Stuhr - In Stuhr wird am Sonnabend, 29. September, wieder Erntefest gefeiert. Der Erntefestverein Stuhr arbeitet seit Mitte März an dem Projekt, nach neun erntefestlosen Jahren wieder eine solche Feier auf die Beine zu stellen. Das letzte Erntefest hatte der Landwirtschaftliche Verein Stuhr 2009 veranstaltet, aber im Vorstand fehlte die Bereitschaft, diese mit viel Arbeit verbundene Tradition fortzusetzen.

Stephanie Röpe, Jessica Lampe, Jasmin Federspiel, Matthias Röpe, Dirk Köhrmann, Hauke Bischoff, Jannik Lange und Lüder Corßen-Katenkamp wollten das nicht länger so hinnehmen. Sie gründeten im Frühjahr den Erntefestverein Stuhr und setzten alles daran, dass die Feier in Alt-Stuhr noch in diesem Jahr wieder auflebt. Anderenfalls hätten sie noch zwei Jahre warten müssen, denn im nächsten Jahr wird in Heiligenrode wieder das alle zwei Jahre anstehende Erntefest gefeiert, und damit wollten sie nicht kollidieren.
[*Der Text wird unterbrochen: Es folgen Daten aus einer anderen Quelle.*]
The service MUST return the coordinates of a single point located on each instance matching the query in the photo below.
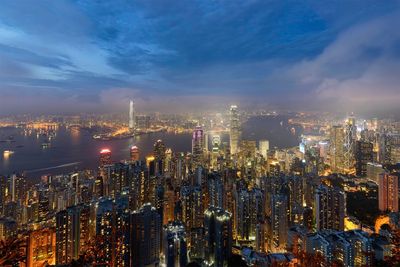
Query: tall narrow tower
(234, 132)
(131, 115)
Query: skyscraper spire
(131, 115)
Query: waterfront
(76, 149)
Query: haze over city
(175, 56)
(199, 133)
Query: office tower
(350, 137)
(8, 228)
(218, 236)
(249, 212)
(112, 227)
(146, 231)
(131, 116)
(191, 207)
(3, 193)
(198, 146)
(105, 157)
(215, 150)
(279, 222)
(72, 233)
(330, 208)
(215, 190)
(388, 192)
(234, 132)
(159, 156)
(364, 154)
(41, 247)
(263, 147)
(175, 245)
(143, 122)
(336, 149)
(384, 148)
(134, 153)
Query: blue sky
(68, 56)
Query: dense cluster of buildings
(270, 206)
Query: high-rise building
(146, 232)
(132, 120)
(364, 154)
(218, 236)
(279, 222)
(234, 133)
(105, 157)
(175, 245)
(336, 149)
(263, 147)
(134, 153)
(388, 192)
(198, 146)
(350, 138)
(72, 233)
(330, 203)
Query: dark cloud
(192, 54)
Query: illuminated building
(131, 116)
(249, 212)
(336, 149)
(349, 143)
(8, 228)
(134, 153)
(143, 122)
(159, 156)
(72, 233)
(388, 192)
(145, 240)
(215, 150)
(234, 132)
(218, 236)
(198, 146)
(263, 147)
(364, 154)
(385, 148)
(279, 222)
(41, 249)
(3, 193)
(373, 171)
(175, 246)
(105, 157)
(112, 226)
(329, 206)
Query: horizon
(92, 57)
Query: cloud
(172, 55)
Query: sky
(180, 56)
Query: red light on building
(105, 157)
(134, 153)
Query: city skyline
(174, 56)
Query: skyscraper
(105, 157)
(175, 245)
(234, 133)
(263, 147)
(146, 232)
(198, 146)
(134, 153)
(218, 236)
(131, 116)
(389, 192)
(350, 136)
(336, 149)
(364, 154)
(330, 208)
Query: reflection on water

Vielmehr ist es ihr Wunsch, stets im Wechsel mit Heiligenrode zu feiern.

15 Mitglieder gehören dazu

Um so größer ist die Freude in dem Verein, dem inzwischen 15 Mitglieder angehören, dass die größten Hindernisse für ihr Vorhaben beseitigt sind. Vor einigen Tagen erhielten sie die Zusage, dass sie den geplanten Ernteumzug durch Stuhr, Moordeich und Blocken veranstalten dürfen. Die rund zehn Kilometer lange Route steht auch schon fest. Ziel des Umzuges ist eine Wiese in Blocken, wo ein Festzelt aufgebaut wird und wo ein DJ das musikalische Kommando übernehmen soll. Die Ankunft des Festzugs mit der Erntekrone wird so gelegt, dass die Teilnehmer gar nicht erst nach Hause gehen, sondern gleich zum Ernteball dableiben.
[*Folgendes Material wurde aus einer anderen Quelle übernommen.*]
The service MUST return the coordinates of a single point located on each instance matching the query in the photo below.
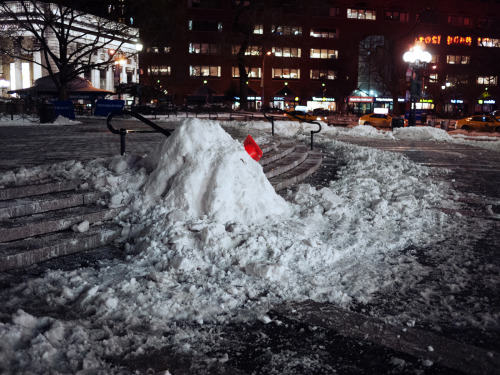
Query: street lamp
(417, 59)
(3, 83)
(444, 88)
(268, 53)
Organisatoren hoffen auf gute Beteiligung

Geht es nach den Plänen der Organisatoren, dann wird die Landjugend die Erntekrone binden. Es ist auch noch ein Gespräch mit der Kirchengemeinde darüber geplant, wie die Kirche in dieses Fest eingebunden werden könnte. Sie hoffen natürlich, dass sich viele örtliche Verein mit Festwagen am Ernteumzug beteiligen und auch Ortsteile, Kegel- und andere private Clubs sowie Nachbarschaften, Kindergärten und Krabbelgruppen eigene Festwagen schmücken. Die jungen Leute wollen auch versuchen, Bürgermeister Niels Thomsen dafür zu begeistern, beim Festumzug in der Jury darüber mit zu entscheiden, welche Motivwagen prämiert werden.

Ganz besonders würden sich die Initiatoren freuen, wenn sich ihrem Verein weitere Mitglieder anschließen würden, die mit einem geringen Jahresbeitrag zur Anschubfinanzierung beitragen und vielleicht auch bereit wären, bei der Organisation des Festes mitzuhelfen.